The tests are not designed to measure the emotional and psychological stability of a candidate, but there has been a growth in recent years of tests that attempt to measure honesty, integrity and temper.

Why do Companies Use Psychometric Tests?

Psychometric tests are very popular with businesses in their recruitment process, being used by companies across the board: financial institutions, management consultancies, local authorities, the civil service, police forces, fire services; to name a few.

If there are a large number of candidates for a few vacancies, then psychometric tests are often used to filter out unsuitable candidates at an early stage. This can, of course, save a huge amount of interviewing time, and is therefore viewed as an efficient part of the process by businesses.
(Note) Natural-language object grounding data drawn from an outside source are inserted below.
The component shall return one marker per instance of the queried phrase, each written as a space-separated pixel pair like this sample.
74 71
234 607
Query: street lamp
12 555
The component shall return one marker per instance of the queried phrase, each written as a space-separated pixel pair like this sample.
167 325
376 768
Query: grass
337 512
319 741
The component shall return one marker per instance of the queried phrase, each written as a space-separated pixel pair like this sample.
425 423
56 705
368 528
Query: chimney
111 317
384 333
The tests are also used as part of the promotion selection process by companies, being viewed as a neutral start point without the subjectivity of staff making promotion decisions. Ultimately, of course, a human decision is most certainly required.
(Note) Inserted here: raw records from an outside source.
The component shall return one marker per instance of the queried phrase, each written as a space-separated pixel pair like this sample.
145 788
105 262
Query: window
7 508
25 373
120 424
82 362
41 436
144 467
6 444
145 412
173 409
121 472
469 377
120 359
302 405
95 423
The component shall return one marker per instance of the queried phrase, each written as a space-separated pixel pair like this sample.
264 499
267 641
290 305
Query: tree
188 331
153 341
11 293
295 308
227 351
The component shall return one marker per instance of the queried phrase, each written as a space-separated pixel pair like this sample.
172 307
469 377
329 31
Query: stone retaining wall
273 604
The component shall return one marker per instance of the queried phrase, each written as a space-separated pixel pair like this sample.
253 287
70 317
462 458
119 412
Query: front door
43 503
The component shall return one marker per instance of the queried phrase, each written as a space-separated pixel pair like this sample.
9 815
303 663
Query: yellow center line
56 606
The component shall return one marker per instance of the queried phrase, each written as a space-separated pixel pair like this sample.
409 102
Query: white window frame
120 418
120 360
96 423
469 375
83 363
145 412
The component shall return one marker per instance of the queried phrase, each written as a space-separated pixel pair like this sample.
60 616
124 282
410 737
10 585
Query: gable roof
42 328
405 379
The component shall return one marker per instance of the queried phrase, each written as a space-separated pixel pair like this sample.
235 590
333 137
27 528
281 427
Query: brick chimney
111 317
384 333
As so many businesses put so much store on the results of psychometric tests they need to give reliable indications on a person’s abilities, preferences and personality. The tests need to be:

  • Objective: so there is no subjective bias.
  • Standard: repeatable.
  • Reliable: without errors in the tests.
  • Predictive: seen to give a good indication of future real performance.
  • Without discrimination: not giving a group of culture, gender etc, an advantage or disadvantage.
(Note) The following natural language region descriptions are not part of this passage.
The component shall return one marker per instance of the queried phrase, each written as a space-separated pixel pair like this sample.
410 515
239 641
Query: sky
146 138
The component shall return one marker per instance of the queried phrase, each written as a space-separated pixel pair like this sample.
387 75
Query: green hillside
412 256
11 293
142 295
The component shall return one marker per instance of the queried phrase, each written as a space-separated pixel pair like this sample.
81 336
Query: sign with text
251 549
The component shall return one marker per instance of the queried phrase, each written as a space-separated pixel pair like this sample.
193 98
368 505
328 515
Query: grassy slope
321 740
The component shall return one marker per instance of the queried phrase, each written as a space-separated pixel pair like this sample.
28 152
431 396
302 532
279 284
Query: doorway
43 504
Personality Questionnaires

One branch of psychometric tests looks to measure aspects of your personality. Employees use personality test to see if you have the motivation and enthusiasm for a job, and to see if you will fit into the organisation. Will your working style and attitude suit the company? Remember that if the answer turns out to be no, then you may not get the job, but the test could well have saved both the company you a lot of time and dissatisfaction if you had got the job.

Aptitude Tests

This is another type of psychometric test which is more concerned with your intellect and reasoning and – as it says – aptitude for the job. These tend to consist of multiple choice questions, and are run under strictly timed, exam conditions. For example, there might be 30 questions to be answered in 30 minutes.

Aptitude tests can be speed tests or power tests. Speed tests are fairly straightforward, and test how many questions you can answer in a certain time. These are most often targeted at administrative or clerical type jobs. Power tests consist of more complex questions and there will be fewer of them. These are aimed at managerial of professional roles.

Types of Aptitude Test

There are literally thousands of aptitude tests available on the market. They come under different classifications, but some tests can combine more than one type. Here are the types:

  • Verbal Reasoning: spelling, grammar, understanding of analogies, following instructions.
  • Numerical Reasoning: arithmetic, sequences; possibly, interpretation of charts and graphs.
  • Abstract Reasoning: logic, patterns and solutions; an indicator of fluid intelligence and learning ability.
  • Spatial Ability: manipulation of shapes in two dimensions or visualisation of three-dimensions in two. Usually for specific jobs.
  • Mechanical Reasoning: used in the selection process for jobs such as the police, the military, as well as craft and technical jobs.
  • Fault Diagnosis: used for jobs where technical personnel might need to find and repair faults.
  • Data Checking: error detection tests for clerical and data input jobs.

Other tests might include providing a sample of work that the role might involve; for example, working with a word processor or spreadsheet. There may also be requirements to give a presentation.


If you are going after a job it is worth asking whether there will be a test or tests involved, and, if so, what kind. Then you can do further research to practise for the specific test.

When doing any test, treat it seriously, like an exam. Read the instructions, and ask if you don’t understand anything.